Many women's movements, including the National Commission on Violence Against Women (Komnas Perempuan), have acknowledged Munir and Suciwati as women's rights campaigners.
Komnas Perempuan chairwoman Kamala Chandrakirana said Munir gave the mothers of victims of violence a chance to speak out.
"The involvement of women's experiences is the most important factor in women's rights issues," Kamala said recently.
Facing down threats and intimidation is nothing new for Suciwati. Since the beginning of her activities as a labor and women's rights activist until the death of her husband recently, she says she continues to confront violence.
Violence could be terror and intimidation from individuals, groups or state officials, she said.
After the autopsy of Munir in Holland ruled he was poisoned last month, Suciwati received a package containing a mutilated carcass of a chicken.

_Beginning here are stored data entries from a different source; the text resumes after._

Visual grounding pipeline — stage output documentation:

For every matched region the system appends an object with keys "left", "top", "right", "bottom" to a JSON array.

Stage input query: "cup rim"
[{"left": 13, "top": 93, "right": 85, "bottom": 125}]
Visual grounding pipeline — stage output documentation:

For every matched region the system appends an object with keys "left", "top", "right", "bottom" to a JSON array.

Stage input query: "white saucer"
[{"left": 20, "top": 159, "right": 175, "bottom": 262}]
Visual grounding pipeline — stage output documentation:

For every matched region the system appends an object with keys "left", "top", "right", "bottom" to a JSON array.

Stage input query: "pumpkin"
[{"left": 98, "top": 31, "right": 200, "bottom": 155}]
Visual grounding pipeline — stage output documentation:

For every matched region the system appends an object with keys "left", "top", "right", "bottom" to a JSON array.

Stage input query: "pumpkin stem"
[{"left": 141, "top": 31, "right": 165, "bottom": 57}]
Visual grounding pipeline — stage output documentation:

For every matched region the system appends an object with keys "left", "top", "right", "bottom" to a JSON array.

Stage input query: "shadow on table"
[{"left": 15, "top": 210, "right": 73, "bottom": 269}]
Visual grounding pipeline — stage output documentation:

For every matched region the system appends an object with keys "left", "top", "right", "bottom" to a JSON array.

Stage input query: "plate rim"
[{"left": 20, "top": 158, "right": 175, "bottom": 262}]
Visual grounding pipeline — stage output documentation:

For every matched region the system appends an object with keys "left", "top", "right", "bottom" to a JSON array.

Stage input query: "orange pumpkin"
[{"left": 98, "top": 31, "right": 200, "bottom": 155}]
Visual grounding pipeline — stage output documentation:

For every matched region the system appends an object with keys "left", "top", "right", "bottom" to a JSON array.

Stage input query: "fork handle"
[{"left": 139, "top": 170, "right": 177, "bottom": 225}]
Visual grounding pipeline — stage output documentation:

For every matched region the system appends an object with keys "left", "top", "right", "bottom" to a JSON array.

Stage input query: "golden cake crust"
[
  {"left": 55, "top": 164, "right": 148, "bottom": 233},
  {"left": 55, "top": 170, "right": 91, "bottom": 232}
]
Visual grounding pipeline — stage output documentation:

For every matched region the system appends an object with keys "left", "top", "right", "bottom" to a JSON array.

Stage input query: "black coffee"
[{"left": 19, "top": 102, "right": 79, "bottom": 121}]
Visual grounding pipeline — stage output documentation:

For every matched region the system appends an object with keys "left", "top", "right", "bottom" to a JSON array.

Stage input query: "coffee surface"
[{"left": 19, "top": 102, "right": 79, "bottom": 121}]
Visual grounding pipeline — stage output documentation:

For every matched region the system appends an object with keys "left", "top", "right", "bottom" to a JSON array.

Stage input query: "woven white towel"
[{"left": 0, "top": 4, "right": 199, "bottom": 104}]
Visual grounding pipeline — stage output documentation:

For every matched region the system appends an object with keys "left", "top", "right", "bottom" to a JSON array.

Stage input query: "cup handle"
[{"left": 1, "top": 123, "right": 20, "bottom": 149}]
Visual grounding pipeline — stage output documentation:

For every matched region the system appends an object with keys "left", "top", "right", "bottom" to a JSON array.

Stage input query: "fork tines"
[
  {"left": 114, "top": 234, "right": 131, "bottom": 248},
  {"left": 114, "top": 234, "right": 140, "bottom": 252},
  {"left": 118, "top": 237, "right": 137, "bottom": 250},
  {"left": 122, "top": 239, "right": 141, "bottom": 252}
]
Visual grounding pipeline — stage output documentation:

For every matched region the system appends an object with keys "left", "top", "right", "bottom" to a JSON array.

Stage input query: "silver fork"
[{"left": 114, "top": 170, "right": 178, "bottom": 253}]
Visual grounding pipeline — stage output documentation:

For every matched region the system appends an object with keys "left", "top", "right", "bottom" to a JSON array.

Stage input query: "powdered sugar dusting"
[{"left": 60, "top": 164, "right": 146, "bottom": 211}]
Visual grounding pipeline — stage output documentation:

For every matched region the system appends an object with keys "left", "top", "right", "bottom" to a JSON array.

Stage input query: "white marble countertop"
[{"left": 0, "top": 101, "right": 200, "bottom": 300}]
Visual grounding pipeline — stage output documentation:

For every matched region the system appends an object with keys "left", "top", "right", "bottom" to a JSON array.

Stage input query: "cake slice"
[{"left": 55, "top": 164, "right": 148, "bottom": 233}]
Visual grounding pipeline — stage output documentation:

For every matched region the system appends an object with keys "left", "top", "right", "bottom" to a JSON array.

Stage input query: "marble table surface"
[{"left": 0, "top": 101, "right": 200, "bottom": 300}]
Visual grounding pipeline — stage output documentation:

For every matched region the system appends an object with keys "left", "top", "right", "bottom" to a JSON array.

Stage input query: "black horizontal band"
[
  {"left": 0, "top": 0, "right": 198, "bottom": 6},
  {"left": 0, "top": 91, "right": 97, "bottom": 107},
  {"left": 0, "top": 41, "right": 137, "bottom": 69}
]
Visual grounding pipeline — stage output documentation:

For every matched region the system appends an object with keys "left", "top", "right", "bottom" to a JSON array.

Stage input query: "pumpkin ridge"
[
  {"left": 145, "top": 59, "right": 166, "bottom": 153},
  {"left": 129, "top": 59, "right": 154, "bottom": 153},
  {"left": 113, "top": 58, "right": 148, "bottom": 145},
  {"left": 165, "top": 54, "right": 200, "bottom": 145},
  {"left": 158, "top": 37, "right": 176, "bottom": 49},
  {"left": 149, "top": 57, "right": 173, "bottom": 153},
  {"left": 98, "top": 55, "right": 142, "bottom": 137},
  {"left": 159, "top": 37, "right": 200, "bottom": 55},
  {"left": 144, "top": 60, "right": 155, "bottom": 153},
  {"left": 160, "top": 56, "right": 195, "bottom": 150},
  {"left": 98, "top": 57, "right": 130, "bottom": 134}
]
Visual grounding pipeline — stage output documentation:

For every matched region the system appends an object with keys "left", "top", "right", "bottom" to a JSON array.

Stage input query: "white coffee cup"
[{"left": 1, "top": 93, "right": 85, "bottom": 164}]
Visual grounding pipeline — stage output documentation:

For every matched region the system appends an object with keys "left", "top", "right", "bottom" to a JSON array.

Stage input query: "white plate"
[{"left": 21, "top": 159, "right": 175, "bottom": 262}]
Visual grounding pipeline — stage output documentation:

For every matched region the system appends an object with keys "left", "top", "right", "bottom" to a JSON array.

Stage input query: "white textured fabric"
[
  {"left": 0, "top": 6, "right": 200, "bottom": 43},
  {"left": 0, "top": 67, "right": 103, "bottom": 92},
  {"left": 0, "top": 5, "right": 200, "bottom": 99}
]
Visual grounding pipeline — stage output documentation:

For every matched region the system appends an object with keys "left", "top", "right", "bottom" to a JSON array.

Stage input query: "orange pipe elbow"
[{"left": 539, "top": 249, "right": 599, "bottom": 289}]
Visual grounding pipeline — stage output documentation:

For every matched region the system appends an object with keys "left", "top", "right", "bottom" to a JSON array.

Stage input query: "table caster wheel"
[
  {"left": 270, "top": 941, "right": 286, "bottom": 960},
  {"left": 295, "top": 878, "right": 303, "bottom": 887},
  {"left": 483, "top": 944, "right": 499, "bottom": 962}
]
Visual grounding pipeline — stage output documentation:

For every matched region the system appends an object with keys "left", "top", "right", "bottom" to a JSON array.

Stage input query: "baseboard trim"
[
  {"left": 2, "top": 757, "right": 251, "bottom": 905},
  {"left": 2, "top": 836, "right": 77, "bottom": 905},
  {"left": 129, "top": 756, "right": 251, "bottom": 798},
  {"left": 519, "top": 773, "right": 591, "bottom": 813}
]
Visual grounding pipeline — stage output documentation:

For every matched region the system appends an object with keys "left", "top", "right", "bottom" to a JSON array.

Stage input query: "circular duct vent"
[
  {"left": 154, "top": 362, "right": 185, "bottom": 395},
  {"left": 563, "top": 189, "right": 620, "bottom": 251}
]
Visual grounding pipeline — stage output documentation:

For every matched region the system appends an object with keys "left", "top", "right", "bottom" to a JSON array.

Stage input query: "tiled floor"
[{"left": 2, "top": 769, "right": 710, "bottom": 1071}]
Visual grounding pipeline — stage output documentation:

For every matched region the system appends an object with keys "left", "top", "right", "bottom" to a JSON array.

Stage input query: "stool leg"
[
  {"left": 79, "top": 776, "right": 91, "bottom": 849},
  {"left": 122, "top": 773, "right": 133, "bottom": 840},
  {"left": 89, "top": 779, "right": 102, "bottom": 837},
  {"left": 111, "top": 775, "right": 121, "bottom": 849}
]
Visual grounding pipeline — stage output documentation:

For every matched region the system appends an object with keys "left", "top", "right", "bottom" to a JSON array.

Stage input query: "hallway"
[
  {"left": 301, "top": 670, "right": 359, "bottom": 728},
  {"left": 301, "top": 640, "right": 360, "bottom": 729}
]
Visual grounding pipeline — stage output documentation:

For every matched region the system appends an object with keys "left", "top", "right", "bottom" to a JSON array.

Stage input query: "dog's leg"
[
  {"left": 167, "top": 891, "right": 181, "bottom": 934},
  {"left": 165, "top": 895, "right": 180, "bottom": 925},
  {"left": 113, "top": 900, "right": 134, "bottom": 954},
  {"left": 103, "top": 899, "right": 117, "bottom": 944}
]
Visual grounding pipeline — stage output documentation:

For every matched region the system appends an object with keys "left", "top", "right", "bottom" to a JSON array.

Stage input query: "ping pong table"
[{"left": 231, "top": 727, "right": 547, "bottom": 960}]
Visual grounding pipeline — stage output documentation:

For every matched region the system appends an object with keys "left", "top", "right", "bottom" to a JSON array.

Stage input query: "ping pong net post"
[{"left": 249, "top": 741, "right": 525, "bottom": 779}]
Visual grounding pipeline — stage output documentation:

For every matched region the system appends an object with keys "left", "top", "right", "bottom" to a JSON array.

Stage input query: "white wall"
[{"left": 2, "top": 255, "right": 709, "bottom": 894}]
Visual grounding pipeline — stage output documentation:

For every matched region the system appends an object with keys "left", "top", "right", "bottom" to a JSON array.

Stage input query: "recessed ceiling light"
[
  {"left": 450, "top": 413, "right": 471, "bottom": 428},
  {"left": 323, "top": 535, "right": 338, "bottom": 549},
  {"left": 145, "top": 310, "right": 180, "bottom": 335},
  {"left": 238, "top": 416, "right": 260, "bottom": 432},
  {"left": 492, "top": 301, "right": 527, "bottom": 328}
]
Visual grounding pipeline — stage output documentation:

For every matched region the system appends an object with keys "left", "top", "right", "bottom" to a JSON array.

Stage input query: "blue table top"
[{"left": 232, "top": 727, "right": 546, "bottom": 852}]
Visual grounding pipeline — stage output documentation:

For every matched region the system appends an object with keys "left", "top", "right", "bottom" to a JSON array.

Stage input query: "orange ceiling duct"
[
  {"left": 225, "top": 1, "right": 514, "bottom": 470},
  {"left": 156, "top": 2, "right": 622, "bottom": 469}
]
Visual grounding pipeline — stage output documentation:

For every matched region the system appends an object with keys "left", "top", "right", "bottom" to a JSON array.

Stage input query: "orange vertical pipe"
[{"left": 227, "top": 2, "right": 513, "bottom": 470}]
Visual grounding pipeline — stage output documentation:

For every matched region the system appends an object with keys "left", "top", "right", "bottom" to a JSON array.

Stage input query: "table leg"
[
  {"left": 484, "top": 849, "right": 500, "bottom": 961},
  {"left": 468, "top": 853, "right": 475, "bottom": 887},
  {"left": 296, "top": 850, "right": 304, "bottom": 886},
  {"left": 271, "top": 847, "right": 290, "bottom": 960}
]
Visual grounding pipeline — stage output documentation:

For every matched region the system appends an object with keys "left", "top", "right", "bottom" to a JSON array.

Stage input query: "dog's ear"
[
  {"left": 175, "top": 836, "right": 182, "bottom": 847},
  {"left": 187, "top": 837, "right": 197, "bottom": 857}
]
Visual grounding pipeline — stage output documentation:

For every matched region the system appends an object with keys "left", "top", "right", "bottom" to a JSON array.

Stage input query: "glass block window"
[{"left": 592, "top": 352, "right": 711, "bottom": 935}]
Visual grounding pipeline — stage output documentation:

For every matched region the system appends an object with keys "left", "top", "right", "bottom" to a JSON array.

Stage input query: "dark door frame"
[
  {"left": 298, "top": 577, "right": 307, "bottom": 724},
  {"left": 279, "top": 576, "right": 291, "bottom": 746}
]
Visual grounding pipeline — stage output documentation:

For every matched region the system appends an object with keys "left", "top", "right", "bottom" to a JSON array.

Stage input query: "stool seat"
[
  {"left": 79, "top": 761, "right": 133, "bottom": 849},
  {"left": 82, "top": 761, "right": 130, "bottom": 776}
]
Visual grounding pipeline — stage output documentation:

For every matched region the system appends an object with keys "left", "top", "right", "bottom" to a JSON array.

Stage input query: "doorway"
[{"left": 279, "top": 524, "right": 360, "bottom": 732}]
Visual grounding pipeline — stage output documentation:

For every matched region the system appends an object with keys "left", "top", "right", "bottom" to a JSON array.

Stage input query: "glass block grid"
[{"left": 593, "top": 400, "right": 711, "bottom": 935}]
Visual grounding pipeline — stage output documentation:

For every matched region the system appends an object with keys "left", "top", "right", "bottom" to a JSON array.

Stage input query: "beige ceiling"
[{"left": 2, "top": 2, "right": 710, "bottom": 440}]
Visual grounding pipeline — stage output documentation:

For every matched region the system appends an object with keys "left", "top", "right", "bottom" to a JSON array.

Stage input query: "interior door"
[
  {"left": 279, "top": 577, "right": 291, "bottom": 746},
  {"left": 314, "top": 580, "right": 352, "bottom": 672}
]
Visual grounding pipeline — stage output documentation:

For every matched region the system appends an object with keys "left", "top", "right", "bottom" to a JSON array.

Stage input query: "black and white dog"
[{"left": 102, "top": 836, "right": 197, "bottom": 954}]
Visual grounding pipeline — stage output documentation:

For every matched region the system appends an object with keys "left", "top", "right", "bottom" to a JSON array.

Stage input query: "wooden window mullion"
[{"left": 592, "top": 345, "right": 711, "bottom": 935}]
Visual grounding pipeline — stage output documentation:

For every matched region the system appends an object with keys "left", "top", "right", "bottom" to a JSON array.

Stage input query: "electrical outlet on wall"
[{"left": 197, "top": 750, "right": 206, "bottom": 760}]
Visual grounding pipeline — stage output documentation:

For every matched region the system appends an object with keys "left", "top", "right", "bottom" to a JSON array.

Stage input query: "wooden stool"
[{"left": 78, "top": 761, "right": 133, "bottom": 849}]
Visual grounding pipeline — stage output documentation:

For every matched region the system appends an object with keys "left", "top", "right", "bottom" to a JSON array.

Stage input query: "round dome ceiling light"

A letter in the package said that the death of Munir should not be connected to the military if she did not want to end up like the chicken.
However, she said these kind of threats would not stop her for demanding justice for her husband.
Along with other activists, she has joined rallies, urging the police to further investigate the murder of her husband, to find out and make public who masterminded the killing.
The death of Munir has revitalized Suciwati's commitment to acting against all forms of violence.
"It's a matter of choice. Actually, I have never stopped being an activist -- and I never will."